Guardas civis municipais e servidores da saúde de Nova Odessa realizaram, nesta segunda-feira (6), um protesto em frente à Prefeitura. A mobilização teve como principal reivindicação o possível fim da chamada folga de 24 horas, praticada há mais de 15 anos e que, segundo as categorias, pode impactar diretamente a renda dos servidores caso a medida seja aprovada.
Além da manutenção da folga, os manifestantes também cobraram recomposição salarial e criticaram medidas que, de acordo com as categorias, vêm reduzindo os vencimentos ao longo dos últimos anos.
Perda salarial e fim de benefícios
De acordo com o GCM (Guarda Civil Municipal) Ivan Galter Barbosa, que atua há 12 anos na corporação, as perdas salariais se acumulam desde o início da atual gestão. “Somando tudo, a gente já perdeu mais de 3 mil reais no salário”, afirmou.
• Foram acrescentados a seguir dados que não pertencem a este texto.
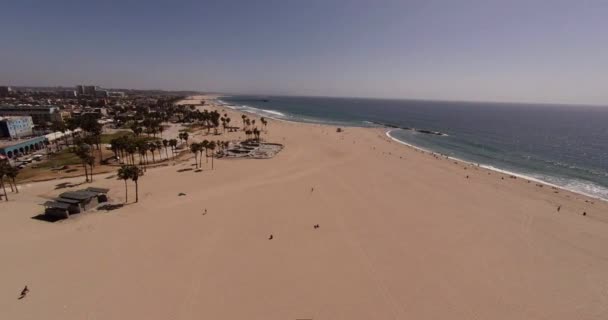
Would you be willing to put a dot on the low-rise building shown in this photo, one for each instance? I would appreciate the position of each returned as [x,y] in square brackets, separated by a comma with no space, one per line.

Ivan também destacou o impacto da possível retirada da folga. “É uma folga que a gente tem há mais de 15 anos. Se tirar isso, mexe diretamente no salário do guarda”, disse.
Protesto com crítica simbólica
Entre os manifestantes também estava o técnico de enfermagem Thiago Matos, servidor concursado do município, que participou do ato usando um nariz de palhaço como forma de protesto. Segundo ele, a manifestação teve caráter pacífico e busca garantir direitos já consolidados.
“Não é para fazer baderna, estamos aqui para negociar um direito nosso”, afirmou. De acordo com Thiago, a principal reivindicação da categoria é a manutenção das folgas. “Essa folga não pode ser retirada porque é um direito adquirido há mais de 20 anos”, disse.
Condições de trabalho na saúde
Thiago também destacou a importância dos servidores para o funcionamento da administração pública. “A prefeitura não funciona sem o servidor público. Nós estamos aqui para trabalhar, para colaborar”, completou.
Além das questões salariais, os servidores relataram dificuldades nas condições de trabalho. “A situação é precária. Muitas vezes falta sabonete, papel higiênico, e o uniforme a gente precisa tirar do próprio bolso”, afirmou. Segundo ele, cada conjunto pode ultrapassar 400 reais.
O técnico ainda apontou que os ambientes de trabalho são insalubres e carecem de estrutura adequada. “A gente trabalha em condições difíceis, sem o mínimo necessário”, disse.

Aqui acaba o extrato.